Вероятно, это означало согласие с видением НИКТО о гармонии в этом мiре. С видением, которое никак не стыковалось с общепринятыми представлениями: не было бы НИКТО, который есть НИКТО – не было бы НЕКТО, который есть НЕКТО.
Получалось, что НИКТО и НЕКТО – существа взаимосвязанные и взаимообусловленные?
Последний постулат не просто не стыковался ни с чем, привычным слуху, он вдребезги разбивал всё, о чём говорили все… о чём вещали-мусолили газеты и журналы, о чём мусолили-вещали радиоприёмники и телевизоры, как на советской стороне от железного занавеса, так и в зарубежно-капиталистическом раю…
(Согласно второму закону термодинамики, ЛЮБАЯ СИСТЕМА, свойства которой изменяются во времени, СТРЕМИТСЯ К РАВНОВЕСНОМУ СОСТОЯНИЮ, В КОТОРОМ ЭНТРОПИЯ СИСТЕМЫ ПРИНИМАЕТ МАКСИМАЛЬНОЕ ЗНАЧЕНИЕ…)
Неподалеку от НИКТО и НЕКТО были локаторы, в виде шевелящихся ушей.
Эти уши принадлежали крепкого телосложения мальчишке с улыбкой доброго самаритянина. Он услышал странный – непохожий ни на что! – разговор. И ему этот разговор чем-то приглянулся, поэтому он спросил прямо:
– Если ты есть НИКТО, а ты – НЕКТО, можно я буду ВСЁ?
– Ну, да, это может как-то дополнить нас, – ответил НИКТО, – и, может, даже уравновесить неуравновешиваемое.
– Неуравновешиваемое? – поморщился НЕКТО.
– Да, неуравновешиваемое.
– Уравновесить?.. Дополнить?.. Это ящик Пандоры какой-то, а не тема… Хе-хе!.. Интрига на интриге, и интригой погоняет.
– Не будет интриги – не родится на свет ничего живого, – сказал НИКТО, – никакой путной музыки и никакой путной книжки.

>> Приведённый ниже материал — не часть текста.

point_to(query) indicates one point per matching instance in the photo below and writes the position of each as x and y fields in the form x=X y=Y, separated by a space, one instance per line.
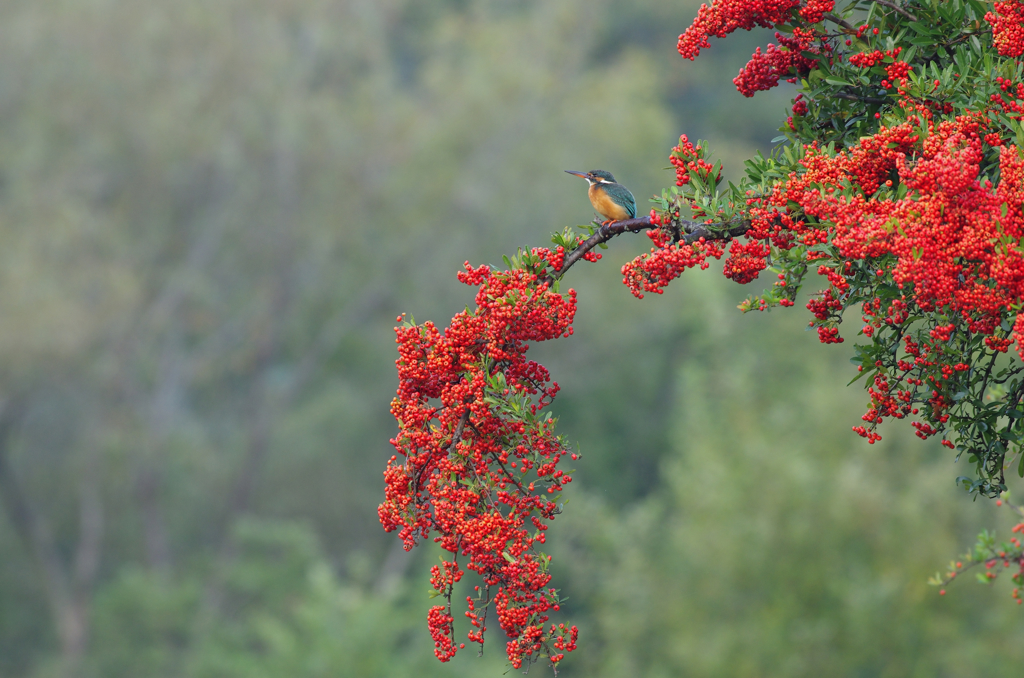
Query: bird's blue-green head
x=595 y=176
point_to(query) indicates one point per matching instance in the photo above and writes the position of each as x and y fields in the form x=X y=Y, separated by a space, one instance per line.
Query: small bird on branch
x=611 y=200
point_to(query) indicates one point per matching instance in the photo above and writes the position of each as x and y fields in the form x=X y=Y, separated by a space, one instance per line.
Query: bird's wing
x=623 y=197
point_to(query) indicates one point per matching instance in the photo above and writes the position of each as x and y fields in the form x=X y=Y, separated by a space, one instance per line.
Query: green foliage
x=187 y=187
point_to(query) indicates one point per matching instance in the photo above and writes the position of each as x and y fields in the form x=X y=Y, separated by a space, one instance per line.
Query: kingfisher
x=611 y=200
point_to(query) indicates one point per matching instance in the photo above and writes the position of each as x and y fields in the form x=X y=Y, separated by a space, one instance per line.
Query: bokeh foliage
x=210 y=213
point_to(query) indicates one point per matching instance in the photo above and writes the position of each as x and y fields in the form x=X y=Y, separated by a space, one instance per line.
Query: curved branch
x=691 y=231
x=839 y=22
x=856 y=97
x=896 y=8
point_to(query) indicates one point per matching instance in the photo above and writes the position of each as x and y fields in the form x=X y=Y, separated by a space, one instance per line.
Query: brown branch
x=839 y=22
x=896 y=8
x=856 y=97
x=691 y=231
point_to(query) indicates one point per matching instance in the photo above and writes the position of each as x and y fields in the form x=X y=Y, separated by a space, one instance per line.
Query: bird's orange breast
x=604 y=205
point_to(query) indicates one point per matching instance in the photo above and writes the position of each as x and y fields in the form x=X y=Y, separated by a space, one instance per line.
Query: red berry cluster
x=764 y=70
x=867 y=59
x=653 y=270
x=990 y=555
x=688 y=159
x=724 y=16
x=1008 y=27
x=477 y=460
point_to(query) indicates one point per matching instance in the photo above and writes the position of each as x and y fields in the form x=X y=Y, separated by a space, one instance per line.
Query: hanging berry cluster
x=898 y=180
x=477 y=462
x=994 y=557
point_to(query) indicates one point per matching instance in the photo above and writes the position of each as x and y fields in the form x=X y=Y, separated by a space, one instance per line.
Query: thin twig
x=839 y=22
x=896 y=8
x=692 y=231
x=857 y=97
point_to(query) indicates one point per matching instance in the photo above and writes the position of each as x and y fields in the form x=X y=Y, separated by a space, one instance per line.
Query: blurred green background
x=211 y=212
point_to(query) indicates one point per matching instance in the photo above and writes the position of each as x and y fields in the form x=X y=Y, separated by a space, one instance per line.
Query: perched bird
x=611 y=200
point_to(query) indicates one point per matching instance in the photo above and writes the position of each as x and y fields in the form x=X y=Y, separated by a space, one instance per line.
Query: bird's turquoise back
x=622 y=196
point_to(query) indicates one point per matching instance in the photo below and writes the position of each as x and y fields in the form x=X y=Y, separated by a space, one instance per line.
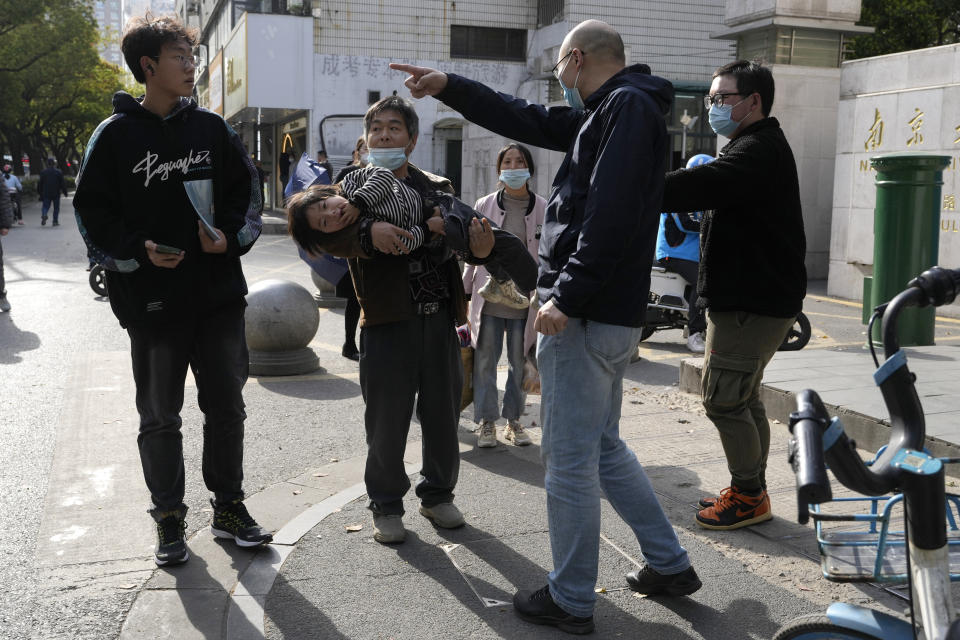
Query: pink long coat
x=475 y=277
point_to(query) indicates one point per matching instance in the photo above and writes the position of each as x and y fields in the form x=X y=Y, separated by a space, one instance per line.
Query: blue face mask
x=514 y=178
x=571 y=95
x=392 y=158
x=721 y=121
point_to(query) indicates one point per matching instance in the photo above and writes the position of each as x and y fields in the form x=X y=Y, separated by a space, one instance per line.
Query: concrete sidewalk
x=325 y=577
x=844 y=381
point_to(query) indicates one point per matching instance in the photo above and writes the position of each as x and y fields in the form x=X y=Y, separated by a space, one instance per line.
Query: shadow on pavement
x=309 y=621
x=13 y=339
x=332 y=388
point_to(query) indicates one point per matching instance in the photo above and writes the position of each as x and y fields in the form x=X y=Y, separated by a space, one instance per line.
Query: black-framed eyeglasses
x=717 y=99
x=183 y=60
x=560 y=61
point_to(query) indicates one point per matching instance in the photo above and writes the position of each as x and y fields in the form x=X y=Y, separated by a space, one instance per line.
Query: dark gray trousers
x=407 y=364
x=215 y=348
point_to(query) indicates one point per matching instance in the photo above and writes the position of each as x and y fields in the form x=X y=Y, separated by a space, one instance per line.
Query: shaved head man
x=596 y=248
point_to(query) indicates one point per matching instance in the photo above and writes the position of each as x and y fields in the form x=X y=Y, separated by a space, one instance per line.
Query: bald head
x=599 y=40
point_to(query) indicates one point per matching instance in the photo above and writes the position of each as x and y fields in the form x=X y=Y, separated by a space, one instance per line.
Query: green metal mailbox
x=906 y=235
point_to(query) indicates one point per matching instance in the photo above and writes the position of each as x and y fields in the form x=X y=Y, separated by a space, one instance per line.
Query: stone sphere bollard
x=281 y=320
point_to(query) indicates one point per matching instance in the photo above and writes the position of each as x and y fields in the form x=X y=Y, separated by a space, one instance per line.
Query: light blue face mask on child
x=514 y=178
x=392 y=158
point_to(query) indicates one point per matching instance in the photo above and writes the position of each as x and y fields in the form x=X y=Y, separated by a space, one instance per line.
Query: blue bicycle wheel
x=818 y=626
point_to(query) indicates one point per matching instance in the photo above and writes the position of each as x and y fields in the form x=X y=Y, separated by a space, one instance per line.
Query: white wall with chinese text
x=901 y=102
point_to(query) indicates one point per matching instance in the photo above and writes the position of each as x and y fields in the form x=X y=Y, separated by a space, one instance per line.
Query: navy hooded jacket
x=601 y=222
x=131 y=189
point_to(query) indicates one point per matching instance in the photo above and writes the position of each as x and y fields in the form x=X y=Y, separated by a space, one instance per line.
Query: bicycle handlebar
x=817 y=439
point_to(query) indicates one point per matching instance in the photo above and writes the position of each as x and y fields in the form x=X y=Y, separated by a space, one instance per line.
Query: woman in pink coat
x=520 y=211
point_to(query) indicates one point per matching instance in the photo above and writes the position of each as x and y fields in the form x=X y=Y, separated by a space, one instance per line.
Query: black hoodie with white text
x=131 y=189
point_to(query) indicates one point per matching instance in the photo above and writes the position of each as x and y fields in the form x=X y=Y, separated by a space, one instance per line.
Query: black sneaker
x=539 y=608
x=171 y=537
x=231 y=520
x=649 y=582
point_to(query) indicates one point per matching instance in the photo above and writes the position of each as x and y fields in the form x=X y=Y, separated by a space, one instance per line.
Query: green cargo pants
x=739 y=345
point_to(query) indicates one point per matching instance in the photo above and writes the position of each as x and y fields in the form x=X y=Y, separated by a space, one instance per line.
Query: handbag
x=531 y=377
x=466 y=392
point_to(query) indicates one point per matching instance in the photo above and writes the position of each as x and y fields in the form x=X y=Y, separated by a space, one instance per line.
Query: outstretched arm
x=514 y=118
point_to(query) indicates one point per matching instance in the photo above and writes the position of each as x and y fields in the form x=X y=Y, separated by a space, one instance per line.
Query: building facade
x=109 y=17
x=294 y=77
x=903 y=102
x=804 y=44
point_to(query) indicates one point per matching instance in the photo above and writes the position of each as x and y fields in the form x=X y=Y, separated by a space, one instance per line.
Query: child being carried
x=377 y=193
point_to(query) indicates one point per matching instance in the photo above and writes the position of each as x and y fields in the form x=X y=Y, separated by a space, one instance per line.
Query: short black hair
x=146 y=35
x=394 y=103
x=751 y=77
x=298 y=226
x=527 y=157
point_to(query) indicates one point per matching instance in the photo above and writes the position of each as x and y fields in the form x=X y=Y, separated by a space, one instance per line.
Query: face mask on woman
x=391 y=158
x=514 y=178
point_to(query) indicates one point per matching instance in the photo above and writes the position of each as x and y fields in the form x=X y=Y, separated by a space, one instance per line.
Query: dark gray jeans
x=407 y=364
x=215 y=348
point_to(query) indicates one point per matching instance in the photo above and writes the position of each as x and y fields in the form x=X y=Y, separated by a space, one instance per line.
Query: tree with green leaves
x=55 y=86
x=903 y=25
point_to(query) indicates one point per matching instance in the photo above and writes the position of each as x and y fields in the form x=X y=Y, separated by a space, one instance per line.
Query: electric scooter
x=667 y=308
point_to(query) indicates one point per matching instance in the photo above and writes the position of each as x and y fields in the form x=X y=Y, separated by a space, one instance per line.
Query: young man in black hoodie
x=177 y=291
x=752 y=278
x=596 y=250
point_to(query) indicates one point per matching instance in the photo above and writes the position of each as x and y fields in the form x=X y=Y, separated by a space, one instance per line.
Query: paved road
x=76 y=549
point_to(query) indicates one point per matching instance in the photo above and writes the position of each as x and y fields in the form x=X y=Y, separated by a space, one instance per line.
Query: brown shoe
x=709 y=501
x=735 y=509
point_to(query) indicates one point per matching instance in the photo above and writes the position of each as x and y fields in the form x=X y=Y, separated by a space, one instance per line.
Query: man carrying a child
x=411 y=301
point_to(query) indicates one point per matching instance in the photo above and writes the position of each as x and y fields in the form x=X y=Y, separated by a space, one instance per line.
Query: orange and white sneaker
x=516 y=434
x=734 y=509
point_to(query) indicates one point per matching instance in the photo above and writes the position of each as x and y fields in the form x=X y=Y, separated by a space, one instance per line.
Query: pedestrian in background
x=752 y=231
x=14 y=189
x=596 y=250
x=515 y=208
x=177 y=291
x=50 y=185
x=6 y=221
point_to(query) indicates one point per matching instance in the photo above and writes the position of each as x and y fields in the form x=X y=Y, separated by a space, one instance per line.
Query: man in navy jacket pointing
x=595 y=255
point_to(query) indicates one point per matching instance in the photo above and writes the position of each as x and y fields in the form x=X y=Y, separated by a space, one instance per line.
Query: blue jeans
x=46 y=207
x=485 y=359
x=581 y=376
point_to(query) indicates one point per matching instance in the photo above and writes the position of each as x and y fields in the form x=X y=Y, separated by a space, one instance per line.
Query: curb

– Ага. Значит, мы будем заниматься уравновешиванием неуравновешиваемого? – спросил НЕКТО, раздражённо-агрессивно. – Весёлое занятие!
– Нет интриги – нет ничего… – НИКТО по-прежнему стоял, глядя перед собой в никуда. – Чтобы из «ничего» сотворить что-то, надо сначала сконструировать интригу, или, по крайней мере, попробовать сделать это.
НЕКТО в ответ хотел что-то сказать, но звуки предательски не артикулировались: онемели вдруг – как назло! – голосовые связки, язык, губы.